Data was entered, managed, and analyzed using the SPSS, (version 26), with variables presented as mean, standard deviation, frequencies, and percentages accordingly. The Chi-square test used to compare frequencies between cases and control groups, and Student’s t-test (independent two-sample model) was used to compare mean CSA between cases and controls. Analysis of variances test used to compare mean CSA across the types of MS. Additionally, least significant difference post hoc analysis was used for pairwise comparison between the types of MS. Bivariate Spearman’s Rho correlation test was used to assess the significance of the correlation between CSA (as scale variable) against categorical variables; spinal cord lesion, treatment, EDSS and gender. Bivariate Pearson’s correlation test was used to assess the significance of the correlation between CSA (as a scale variable) against other scale variables; age, Body mass index (BMI) and duration of MS. To assess the validity of MRI, CSA in discrimination between types of MS, receiver operating characteristics (ROC) curve analysis was applied. The area under the curve (AUC) was calculated and it is an indicator of the validity and accuracy of a test. P ≤ 0.05 was set as significant.

RESULTS

There were 60 participants enrolled in this study, 30 with MS (cases group) and 30 healthy individuals (control group), both groups were almost matched for age and gender [Table 1].

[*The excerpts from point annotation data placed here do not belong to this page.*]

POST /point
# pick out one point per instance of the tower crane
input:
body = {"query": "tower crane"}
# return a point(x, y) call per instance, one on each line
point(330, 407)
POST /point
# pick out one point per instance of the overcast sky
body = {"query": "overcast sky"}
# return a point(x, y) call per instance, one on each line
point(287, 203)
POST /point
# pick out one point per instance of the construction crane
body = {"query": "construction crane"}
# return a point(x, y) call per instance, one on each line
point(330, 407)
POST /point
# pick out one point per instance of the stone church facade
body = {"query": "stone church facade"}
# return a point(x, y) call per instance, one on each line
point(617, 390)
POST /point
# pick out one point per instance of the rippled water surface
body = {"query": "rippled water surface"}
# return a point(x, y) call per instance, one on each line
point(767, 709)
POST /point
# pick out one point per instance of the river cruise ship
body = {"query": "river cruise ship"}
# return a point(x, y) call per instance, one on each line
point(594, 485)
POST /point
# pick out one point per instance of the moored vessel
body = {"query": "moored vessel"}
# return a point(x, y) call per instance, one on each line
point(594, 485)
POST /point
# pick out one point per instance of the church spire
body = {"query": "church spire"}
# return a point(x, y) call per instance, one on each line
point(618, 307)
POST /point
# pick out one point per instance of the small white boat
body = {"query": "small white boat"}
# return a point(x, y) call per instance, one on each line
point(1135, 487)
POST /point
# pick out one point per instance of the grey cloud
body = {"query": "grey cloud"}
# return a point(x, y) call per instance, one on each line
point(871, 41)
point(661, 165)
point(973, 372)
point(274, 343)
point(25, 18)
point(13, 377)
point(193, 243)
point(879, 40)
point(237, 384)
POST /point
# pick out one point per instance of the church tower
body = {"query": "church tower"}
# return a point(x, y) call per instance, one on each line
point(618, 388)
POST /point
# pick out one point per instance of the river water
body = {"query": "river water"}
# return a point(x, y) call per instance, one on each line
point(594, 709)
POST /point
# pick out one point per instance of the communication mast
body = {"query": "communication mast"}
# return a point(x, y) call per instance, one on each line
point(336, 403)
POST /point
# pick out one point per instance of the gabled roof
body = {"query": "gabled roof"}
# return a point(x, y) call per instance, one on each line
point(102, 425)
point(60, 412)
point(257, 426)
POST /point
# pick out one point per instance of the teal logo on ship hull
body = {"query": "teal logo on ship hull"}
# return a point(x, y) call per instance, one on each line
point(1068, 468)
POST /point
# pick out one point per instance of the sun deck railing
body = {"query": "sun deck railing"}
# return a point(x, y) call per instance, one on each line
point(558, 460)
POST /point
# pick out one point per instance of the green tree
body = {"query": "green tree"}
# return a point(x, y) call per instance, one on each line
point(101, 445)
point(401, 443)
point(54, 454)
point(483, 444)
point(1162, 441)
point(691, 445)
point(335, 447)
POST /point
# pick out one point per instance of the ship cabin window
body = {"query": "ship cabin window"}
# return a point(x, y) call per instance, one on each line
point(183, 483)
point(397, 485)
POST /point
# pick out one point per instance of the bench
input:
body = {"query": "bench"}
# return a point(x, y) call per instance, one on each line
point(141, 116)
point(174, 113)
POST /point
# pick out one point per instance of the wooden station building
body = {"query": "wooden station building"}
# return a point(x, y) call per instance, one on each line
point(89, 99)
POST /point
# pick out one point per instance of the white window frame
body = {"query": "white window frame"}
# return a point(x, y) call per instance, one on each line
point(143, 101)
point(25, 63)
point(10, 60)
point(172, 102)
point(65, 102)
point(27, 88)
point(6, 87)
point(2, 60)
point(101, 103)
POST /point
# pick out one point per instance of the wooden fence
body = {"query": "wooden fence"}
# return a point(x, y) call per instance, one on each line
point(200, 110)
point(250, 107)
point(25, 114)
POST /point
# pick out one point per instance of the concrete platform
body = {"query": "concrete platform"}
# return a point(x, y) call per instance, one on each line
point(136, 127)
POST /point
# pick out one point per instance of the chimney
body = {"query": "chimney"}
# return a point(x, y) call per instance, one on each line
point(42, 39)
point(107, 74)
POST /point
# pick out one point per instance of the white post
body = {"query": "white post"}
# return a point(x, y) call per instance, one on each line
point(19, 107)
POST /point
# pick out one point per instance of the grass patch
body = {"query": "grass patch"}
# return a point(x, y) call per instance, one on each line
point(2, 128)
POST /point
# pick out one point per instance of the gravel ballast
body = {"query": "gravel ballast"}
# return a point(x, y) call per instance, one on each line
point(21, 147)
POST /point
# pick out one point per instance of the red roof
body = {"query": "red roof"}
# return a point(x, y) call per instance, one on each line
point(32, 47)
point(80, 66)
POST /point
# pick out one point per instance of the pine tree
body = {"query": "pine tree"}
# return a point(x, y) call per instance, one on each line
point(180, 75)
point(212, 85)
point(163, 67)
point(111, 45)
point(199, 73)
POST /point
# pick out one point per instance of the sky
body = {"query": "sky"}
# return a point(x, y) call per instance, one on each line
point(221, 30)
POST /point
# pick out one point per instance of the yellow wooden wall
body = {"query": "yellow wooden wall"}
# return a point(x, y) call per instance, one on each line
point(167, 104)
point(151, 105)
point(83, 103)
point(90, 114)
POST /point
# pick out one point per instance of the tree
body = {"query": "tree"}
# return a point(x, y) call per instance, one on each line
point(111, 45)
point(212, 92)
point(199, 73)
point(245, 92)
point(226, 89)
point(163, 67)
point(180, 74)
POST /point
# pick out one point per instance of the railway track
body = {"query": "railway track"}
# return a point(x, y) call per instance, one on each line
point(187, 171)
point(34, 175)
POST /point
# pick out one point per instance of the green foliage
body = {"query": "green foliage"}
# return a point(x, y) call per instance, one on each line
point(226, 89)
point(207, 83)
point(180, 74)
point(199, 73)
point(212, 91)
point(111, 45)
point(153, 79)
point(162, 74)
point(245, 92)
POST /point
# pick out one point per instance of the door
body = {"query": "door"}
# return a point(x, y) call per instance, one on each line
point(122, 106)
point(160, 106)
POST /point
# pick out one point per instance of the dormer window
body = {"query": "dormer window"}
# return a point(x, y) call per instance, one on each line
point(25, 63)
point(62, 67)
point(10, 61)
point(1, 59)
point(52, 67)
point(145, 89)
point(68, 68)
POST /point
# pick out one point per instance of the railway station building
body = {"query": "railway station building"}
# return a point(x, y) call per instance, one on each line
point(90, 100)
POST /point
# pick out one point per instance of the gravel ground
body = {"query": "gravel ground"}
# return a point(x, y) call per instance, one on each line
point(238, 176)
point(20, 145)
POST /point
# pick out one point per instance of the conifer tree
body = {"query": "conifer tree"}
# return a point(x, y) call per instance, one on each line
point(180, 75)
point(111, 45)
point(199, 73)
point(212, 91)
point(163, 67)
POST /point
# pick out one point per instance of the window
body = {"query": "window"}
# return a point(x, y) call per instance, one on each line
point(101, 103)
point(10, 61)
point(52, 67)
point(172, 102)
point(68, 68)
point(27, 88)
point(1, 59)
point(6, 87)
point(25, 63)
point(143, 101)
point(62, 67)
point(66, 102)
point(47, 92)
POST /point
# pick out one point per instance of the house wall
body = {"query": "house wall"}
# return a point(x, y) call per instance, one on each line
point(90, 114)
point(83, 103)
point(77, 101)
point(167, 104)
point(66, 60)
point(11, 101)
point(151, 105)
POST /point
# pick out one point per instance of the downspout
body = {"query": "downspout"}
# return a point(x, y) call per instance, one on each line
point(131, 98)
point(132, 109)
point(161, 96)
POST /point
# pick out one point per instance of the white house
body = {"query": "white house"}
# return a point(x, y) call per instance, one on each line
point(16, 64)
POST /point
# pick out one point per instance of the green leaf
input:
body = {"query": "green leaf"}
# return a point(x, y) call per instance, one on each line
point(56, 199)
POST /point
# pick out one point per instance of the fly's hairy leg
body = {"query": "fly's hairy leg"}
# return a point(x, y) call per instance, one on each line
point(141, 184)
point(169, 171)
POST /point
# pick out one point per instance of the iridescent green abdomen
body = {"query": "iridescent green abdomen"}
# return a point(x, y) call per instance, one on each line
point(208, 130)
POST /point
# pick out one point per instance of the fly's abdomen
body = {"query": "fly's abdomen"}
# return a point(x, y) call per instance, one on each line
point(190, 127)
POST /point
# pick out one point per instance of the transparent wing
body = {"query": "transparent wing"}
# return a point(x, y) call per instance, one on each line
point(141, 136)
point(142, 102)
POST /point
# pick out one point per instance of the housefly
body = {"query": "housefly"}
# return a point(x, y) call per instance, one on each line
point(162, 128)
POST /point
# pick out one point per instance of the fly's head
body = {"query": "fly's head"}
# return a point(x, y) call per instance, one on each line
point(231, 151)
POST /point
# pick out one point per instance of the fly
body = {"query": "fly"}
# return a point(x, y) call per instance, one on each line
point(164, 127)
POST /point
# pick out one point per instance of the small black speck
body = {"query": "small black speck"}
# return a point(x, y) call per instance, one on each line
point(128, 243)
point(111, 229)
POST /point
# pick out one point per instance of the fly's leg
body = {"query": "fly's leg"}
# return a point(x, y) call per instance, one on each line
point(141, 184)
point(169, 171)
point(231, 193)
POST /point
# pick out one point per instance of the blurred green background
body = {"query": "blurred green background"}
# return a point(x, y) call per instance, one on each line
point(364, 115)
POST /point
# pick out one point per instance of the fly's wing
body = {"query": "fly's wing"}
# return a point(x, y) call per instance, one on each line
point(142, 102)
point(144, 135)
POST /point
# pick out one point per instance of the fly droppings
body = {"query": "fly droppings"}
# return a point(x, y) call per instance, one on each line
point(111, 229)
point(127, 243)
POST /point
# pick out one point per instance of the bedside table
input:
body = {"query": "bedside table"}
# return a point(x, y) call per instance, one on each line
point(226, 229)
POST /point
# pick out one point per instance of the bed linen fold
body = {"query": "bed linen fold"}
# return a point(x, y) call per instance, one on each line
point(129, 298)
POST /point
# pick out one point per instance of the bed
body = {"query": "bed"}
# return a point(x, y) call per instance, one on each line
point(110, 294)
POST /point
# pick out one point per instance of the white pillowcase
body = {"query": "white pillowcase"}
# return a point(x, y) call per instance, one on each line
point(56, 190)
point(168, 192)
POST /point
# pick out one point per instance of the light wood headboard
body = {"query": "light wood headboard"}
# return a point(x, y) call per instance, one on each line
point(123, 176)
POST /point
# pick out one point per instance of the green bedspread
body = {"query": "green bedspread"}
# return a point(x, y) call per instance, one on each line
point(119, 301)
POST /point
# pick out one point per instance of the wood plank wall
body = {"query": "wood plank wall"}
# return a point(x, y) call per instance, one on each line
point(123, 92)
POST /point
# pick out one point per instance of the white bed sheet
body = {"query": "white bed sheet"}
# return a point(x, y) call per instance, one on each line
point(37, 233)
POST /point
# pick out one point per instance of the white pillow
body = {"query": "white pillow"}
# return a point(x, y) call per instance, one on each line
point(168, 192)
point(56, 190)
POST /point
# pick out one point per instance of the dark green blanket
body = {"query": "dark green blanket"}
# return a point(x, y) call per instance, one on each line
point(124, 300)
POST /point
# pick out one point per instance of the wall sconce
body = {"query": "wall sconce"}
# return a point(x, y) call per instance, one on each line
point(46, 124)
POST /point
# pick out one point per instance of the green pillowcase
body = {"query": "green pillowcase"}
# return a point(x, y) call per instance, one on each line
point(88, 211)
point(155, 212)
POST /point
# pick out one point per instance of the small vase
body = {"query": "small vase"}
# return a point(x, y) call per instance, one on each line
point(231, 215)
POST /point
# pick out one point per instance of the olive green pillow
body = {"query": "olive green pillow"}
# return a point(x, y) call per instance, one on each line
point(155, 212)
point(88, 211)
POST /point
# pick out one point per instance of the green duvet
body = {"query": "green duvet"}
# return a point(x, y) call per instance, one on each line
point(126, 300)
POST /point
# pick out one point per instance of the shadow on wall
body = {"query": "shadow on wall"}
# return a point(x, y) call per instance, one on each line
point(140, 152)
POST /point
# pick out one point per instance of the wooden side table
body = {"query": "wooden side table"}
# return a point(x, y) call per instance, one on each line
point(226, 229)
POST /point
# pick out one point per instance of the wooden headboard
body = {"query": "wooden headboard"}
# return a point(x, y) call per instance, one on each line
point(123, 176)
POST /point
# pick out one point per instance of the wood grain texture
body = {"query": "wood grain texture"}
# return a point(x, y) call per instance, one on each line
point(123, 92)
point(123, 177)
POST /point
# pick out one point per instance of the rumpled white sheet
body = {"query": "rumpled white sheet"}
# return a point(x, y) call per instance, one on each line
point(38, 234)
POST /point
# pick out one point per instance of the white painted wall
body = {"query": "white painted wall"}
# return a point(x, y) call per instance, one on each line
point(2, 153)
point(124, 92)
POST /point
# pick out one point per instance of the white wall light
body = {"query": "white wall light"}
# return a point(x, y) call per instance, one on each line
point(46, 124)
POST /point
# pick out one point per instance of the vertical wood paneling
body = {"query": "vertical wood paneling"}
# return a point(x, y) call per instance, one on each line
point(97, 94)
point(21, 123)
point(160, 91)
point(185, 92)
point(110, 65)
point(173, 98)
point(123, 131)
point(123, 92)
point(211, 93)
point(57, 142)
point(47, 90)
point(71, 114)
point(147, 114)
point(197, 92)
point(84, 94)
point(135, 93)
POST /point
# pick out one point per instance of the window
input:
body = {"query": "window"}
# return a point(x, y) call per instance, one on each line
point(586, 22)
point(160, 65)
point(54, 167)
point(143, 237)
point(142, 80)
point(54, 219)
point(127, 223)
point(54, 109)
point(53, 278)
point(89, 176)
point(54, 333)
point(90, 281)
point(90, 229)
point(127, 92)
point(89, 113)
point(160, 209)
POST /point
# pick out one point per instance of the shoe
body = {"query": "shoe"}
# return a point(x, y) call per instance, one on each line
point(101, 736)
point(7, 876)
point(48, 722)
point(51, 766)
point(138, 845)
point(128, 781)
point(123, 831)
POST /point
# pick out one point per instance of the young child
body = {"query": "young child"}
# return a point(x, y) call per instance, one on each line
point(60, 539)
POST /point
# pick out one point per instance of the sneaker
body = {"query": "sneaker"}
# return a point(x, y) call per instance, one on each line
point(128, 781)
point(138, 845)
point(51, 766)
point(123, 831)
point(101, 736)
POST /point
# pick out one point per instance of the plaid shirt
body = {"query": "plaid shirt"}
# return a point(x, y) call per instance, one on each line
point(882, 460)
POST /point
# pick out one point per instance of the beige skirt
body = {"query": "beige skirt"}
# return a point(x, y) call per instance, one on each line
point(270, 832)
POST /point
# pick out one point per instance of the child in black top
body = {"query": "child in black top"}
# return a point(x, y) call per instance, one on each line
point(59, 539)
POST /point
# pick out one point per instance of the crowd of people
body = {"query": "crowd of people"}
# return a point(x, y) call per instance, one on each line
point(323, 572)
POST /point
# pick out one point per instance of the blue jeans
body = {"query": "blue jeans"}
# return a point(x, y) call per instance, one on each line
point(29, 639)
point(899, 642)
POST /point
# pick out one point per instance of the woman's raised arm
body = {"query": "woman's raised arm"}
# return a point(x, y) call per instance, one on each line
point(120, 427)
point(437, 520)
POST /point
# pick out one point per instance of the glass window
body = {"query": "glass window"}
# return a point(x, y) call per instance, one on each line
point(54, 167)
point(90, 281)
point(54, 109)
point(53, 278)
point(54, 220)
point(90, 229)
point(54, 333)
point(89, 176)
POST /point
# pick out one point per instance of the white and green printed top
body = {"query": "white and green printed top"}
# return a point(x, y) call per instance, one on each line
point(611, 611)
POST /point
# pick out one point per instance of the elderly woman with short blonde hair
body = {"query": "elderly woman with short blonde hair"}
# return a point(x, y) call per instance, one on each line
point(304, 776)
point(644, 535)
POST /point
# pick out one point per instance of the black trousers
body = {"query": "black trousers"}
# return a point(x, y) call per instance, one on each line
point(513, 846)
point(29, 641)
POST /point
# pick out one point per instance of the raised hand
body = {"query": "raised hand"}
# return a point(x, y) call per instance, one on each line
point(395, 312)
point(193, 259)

Table 1: Baseline characteristics of the studied group.
Variable Cases (n=30) Control (n=30) P-value
No. % No. %
Age (year)
  15–25 4 13.3 6 20.0 0.866
  26–30 6 20.0 7 23.3
  31–40 15 50.0 13 43.3
  >40 5 16.7 4 13.3
  Mean (SD*) 34.1±8.3 33.4±7.4 0.717
Gender
  Male 7 23.3 9 30.0 0.569
  Female 23 76.7 21 70.0
BMI category
  Normal 14 46.7 17 56.7 0.69
  Overweight 10 33.3 9 30.0
  Obese 6 20.0 4 13.3
  Mean±SD 25.8±3.7 25.1±4.1 0.533
SD: Standard deviation of mean. BMI: Body mass index

The mean CSA at the C2 level, and C7 level as well as the average of C2–C7 in cases was significantly lower than that in controls, P < 0.001 [Table 2].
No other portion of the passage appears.